5. How serious are the consequences of artemisinin resistance?
In the Greater Mekong subregion, patients with resistant parasites still recover after treatment, provided that they are treated with an ACT containing an effective partner drug. However, there is a real risk of parasites developing resistance to all available medicines. For example, in western Cambodia, ACT options have become so limited in the past few years that until recently a non-ACT drug, atovaquone-proguanil, was recommended as first-line treatment. The national malaria programme has now switched back to ACTs but the programme will apply directly observed treatment for all patients, and monitor resistance through molecular markers.
Similarly to the spread of resistance to chloroquine and other antimalarial medicines in the past, there is a possibility that artemisinin resistance will spread or develop independently around the world. However, this is very difficult to predict or compare to previous patterns of resistance, as malaria control interventions have been significantly scaled up during the past decade, leading to substantial changes in the malaria transmission environment.

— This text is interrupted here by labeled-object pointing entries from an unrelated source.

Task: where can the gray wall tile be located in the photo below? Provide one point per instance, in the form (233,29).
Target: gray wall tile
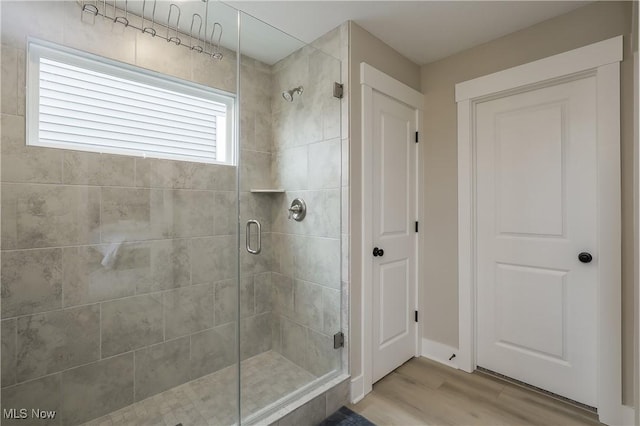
(188,310)
(31,281)
(255,170)
(161,367)
(96,389)
(225,215)
(282,293)
(324,164)
(213,259)
(131,323)
(225,301)
(330,311)
(88,168)
(46,215)
(41,394)
(54,341)
(263,292)
(170,266)
(255,335)
(320,358)
(8,352)
(104,272)
(22,163)
(319,261)
(294,341)
(192,214)
(247,296)
(9,80)
(126,215)
(212,350)
(290,168)
(307,304)
(276,332)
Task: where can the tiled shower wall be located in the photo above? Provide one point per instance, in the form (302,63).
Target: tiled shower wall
(306,276)
(83,335)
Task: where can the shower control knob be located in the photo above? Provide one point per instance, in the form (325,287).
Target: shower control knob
(585,257)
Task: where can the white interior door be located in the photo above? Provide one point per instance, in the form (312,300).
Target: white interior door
(394,237)
(536,212)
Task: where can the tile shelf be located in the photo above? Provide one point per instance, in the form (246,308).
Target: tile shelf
(267,191)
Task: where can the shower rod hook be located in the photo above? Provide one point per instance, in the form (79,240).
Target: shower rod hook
(196,47)
(215,51)
(174,38)
(124,20)
(90,8)
(149,30)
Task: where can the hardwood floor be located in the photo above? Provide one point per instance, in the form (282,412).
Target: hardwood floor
(424,392)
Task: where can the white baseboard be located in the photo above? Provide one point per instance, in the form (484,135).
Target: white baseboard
(628,415)
(439,352)
(357,389)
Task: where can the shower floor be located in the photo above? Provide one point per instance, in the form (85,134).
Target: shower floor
(211,400)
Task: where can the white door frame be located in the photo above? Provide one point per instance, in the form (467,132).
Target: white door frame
(371,79)
(602,61)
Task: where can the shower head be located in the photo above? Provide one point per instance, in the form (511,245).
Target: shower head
(288,94)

6. How does this affect the efficacy of ACTs?
National malaria control programmes need to consider the possibility of emerging resistance to both the artemisinin compound and the partner drug. If resistance to the partner drug exists, it is more likely that resistance to artemisinin will also develop, and vice versa. If the treatment failure rate is higher than 10% after treatment with an ACT, WHO recommends that the country changes its treatment policy by switching to an ACT with a different partner drug.
7. What more needs to be done to fight this threat?

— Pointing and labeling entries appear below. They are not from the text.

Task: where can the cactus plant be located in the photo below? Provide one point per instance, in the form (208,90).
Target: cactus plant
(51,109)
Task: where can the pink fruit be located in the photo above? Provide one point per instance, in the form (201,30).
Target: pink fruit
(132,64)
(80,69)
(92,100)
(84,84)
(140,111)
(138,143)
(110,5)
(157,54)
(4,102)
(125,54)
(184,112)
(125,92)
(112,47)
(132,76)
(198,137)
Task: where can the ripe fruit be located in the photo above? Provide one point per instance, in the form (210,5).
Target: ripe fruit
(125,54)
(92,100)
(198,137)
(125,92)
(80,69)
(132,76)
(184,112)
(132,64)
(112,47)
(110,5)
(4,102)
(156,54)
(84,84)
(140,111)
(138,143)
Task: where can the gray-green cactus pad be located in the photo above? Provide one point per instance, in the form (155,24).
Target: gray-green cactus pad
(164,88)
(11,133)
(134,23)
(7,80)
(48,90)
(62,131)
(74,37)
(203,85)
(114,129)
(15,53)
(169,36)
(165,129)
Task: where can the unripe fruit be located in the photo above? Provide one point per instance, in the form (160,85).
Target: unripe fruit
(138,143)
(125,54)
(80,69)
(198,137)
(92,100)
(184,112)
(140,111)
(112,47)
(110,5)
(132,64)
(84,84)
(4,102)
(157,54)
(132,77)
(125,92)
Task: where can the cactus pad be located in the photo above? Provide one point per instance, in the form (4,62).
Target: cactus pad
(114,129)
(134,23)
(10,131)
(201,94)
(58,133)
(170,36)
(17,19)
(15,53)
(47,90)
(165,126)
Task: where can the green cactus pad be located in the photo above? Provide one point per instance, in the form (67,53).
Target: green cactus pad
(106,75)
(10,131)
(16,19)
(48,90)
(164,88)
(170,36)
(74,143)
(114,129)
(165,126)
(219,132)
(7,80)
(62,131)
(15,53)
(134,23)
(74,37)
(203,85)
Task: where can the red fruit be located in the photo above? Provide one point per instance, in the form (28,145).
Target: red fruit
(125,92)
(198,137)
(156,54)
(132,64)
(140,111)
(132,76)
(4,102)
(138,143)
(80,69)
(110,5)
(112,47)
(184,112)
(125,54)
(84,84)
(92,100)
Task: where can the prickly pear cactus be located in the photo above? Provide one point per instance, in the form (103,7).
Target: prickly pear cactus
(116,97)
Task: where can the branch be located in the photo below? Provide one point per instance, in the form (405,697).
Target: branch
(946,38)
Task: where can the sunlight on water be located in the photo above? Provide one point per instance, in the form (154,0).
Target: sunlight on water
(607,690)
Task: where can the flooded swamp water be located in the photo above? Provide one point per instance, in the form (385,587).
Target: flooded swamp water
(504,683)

Fighting the threat of artemisinin resistance requires an urgent and coordinated international response, as well as robust and predictable financing. The scale-up of containment efforts has major cost implications for the public health budgets of countries in the Greater Mekong subregion, and affected countries cannot fight this challenge alone. Increased international assistance would deliver significant savings in the long run, improving the sustainability and public health impact of malaria interventions around the world. WHO is working with affected countries and partners to ensure a rapid and comprehensive scale up of malaria interventions and containment efforts in the Greater Mekong subregion.

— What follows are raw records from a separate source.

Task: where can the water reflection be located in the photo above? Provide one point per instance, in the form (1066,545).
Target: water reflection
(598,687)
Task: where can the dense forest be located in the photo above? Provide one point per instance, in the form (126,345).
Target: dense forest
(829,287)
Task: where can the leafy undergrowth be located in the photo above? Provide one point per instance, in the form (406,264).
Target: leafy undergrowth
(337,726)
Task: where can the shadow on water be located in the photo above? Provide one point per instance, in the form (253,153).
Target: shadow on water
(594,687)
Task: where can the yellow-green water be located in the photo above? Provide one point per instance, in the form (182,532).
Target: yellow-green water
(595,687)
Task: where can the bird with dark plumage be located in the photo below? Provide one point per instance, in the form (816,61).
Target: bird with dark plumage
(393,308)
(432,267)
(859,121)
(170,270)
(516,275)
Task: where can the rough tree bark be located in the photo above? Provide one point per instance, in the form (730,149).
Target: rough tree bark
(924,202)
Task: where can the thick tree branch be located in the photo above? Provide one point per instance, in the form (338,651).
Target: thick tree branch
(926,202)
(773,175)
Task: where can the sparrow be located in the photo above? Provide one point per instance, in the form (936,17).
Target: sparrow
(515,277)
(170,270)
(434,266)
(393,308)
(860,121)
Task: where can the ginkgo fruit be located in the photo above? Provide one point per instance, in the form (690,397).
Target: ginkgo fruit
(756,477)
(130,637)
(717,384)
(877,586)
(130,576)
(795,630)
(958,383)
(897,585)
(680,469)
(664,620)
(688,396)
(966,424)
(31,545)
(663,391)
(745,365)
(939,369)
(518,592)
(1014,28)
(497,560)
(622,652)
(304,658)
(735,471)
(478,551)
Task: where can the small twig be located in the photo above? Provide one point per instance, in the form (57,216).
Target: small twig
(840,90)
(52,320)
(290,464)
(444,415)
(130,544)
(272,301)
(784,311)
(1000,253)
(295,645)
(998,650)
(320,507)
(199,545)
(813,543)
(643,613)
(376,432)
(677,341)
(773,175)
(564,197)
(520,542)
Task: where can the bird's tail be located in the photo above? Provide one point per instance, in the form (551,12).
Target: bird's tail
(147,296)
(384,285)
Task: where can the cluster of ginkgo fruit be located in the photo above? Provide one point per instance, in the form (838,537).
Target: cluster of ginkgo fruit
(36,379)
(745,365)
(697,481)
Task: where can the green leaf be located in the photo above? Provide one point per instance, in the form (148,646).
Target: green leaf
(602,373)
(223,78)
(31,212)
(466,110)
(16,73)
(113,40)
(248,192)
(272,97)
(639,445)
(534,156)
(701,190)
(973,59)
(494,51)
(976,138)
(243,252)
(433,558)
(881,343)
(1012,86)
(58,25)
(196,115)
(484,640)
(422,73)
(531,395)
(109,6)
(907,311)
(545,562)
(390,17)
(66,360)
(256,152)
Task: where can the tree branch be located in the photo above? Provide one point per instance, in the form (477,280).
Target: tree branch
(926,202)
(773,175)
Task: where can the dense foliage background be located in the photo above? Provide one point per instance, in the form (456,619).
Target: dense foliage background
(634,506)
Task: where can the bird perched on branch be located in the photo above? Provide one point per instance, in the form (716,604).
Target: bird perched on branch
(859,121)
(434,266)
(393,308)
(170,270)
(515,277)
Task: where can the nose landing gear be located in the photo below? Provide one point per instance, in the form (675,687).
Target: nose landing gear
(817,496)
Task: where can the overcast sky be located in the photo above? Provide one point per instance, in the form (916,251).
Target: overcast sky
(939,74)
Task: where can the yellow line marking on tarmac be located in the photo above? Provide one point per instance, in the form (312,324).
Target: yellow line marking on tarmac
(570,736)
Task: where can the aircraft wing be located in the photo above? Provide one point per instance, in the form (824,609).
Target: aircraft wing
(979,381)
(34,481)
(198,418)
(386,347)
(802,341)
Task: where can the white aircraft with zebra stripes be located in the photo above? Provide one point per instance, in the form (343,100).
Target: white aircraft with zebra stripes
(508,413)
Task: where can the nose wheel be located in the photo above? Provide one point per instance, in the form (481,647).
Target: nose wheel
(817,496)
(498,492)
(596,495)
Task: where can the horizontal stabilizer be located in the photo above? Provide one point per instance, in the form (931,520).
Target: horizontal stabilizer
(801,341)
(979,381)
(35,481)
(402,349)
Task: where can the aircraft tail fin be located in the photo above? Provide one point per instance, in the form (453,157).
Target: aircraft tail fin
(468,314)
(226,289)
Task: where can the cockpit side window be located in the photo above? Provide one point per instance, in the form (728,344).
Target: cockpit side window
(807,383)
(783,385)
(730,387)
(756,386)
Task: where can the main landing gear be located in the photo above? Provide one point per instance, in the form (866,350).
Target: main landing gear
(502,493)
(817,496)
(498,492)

The WHO coordination efforts, based out of a regional hub in Phnom Penh, Cambodia, are being supported by the Bill & Melinda Gates Foundation and the Government of Australia. In addition, the Global Fund to Fight AIDS, Tuberculosis and Malaria has committed US$ 100 million to tackle this threat between 2014 and 2017. While these are significant steps forward, the funding gap remains substantial. In early 2013, WHO estimated that about US$ 300–350 million in additional funding was required for the 2013–2015 period to fully scale up malaria control and containment activities in the affected countries.
Endemic countries outside this region – and in particular on the African continent, where malaria took an estimated 560 000 lives in 2012 – also need to identify additional resources to fully implement the GPARC’s recommendations. One of the most urgent challenges is to strengthen pharmaceutical market regulation, and remove oral artemisinin-based monotherapies from markets around the world once and for all.
This factsheet was originally issued in April 2013 and was updated in April 2014.